Patrice Pongérard, qui a dirigé ce travail collectif, ouvre cette recherche et les questions qu’elle soulève avec un texte sur "les étapes de l’occupation du territoire salazien", qui part de la demande de concession présentée au gouverneur, en juillet 1830, par onze pétitionnaires de l’oligarchie sucrière et foncière, engagés dans une fuite en avant pour surmonter le fort endettement où les avaient entraînés leurs investissements dans ce secteur alors en plein essor mais traversé par une crise financière qui va éliminer les exploitants les plus fragiles. Des 205 sucreries recensées en 1830, la moitié a disparu l’année suivante. "La conquête du cirque est l’objet d’un groupe de particuliers..." qui obtiennent une première concession de 9 ans, accompagnée d’une exemption de l’impôt de capitation sur les Noirs. Un tracé de route est proposé dès octobre 1830 et les premiers habitants s’installent et se partagent les terres. Une note de 1835 recense trente-sept propriétaires qui deviennent "les maîtres du cirque". Et Patrice Pongérard relève que dans cette genèse de la société salazienne, l’histoire réunionnaise nous démontre une fois de plus que dans la lutte pour la terre, les nantis en mal d’accumulation opposent à l’administration une force de négociation qui pèse plus lourd que le sort des "damnés de la terre" exclus de l’économie de plantation.

"Le phalanstère salazien"

Ce point fait une transition avec l’étude que l’historien David Gagneur consacre aux origines de la colonisation du cirque et à l’essai d’interprétation qu’il en donne, dans une interrogation sur "une dynamique de changement social". Cette interprétation part de présupposés de précédentes études qui ont décrit "l’idéal utopique" attribué à ce qui a été appelé le "phalanstère salazien". David Gagneur décrit "un système familial communautaire" et montre que vingt-neuf des quarante premiers concessionnaires appartiennent à une même famille de sucriers et propriétaires fonciers de la côte Est, engagés dans une rivalité économique avec le “clan Desbassyns” et ses appuis politiques nostalgiques de l’Ancien Régime. "Cette bourgeoisie lettrée a compris que la domination politique passe par une position économique de premier plan dans une colonie plantocratique", note l’historien. De sorte que la lutte décrite s’inscrit dans le cercle des élites de la colonie, partagées entre des réflexes mimétiques renvoyant aux deux camps politiques qui s’affrontent en France, à la même époque.

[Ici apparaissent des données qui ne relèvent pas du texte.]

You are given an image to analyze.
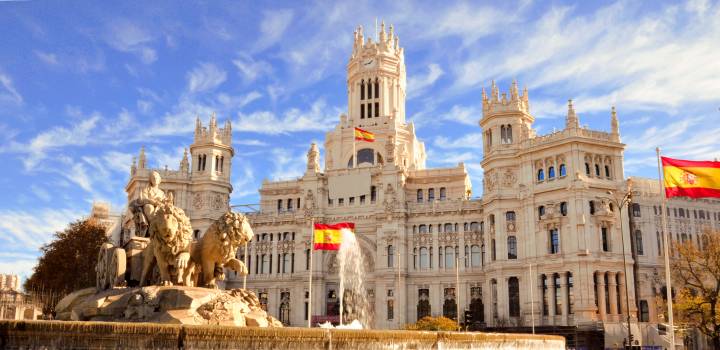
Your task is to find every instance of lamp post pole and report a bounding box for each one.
[607,180,633,346]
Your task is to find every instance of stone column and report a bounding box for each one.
[595,271,607,321]
[608,271,618,318]
[618,272,628,315]
[545,273,558,325]
[560,271,570,326]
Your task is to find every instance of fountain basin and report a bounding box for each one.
[0,321,565,350]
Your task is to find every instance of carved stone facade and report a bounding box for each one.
[115,115,234,246]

Ceci relativise beaucoup la "dynamique de changement" sur laquelle s’interroge ce deuxième texte. Surtout après les éclaircissements apportés sur le mouvement des Francs-Créoles, que rejoignent la plupart des propriétaires de l’Est. Ce mouvement n’entraînait avec lui qu’une petite partie des Libres, ce qui laissait bien peu de chance à cette "classe moyenne" avant la lettre (c’est presque un “anachronisme”, dans une société esclavagiste) de promouvoir un réel mouvement social de changement.
Ces deux premières contributions ont le mérite d’engager un débat historique sur la colonisation du cirque et les motivations des premiers habitants.
À lire également, une contribution généalogique de Patrick Onésime-Laude sur “Une des premières familles du Cirque de Salazie : les Cologon”, fondée par un couple de Libres ; le texte d’Amélie Ah-Koon et sa chronique de la catastrophe de novembre 1875, à Grand-Sable et enfin une étude du géographe Jean-Louis Haurie montrant "les effets de l’occupation humaine sur l’environnement à Salazie depuis le 19ème siècle".
L’ouvrage se referme sur une magnifique photo montrant les travaux de l’ONF pour restaurer les pentes érodées de Grand-Ilet, à l’aide de fascines (en bois de goyavier).
“Rasine domoun Salazi” sera en fin de semaine dans les librairies.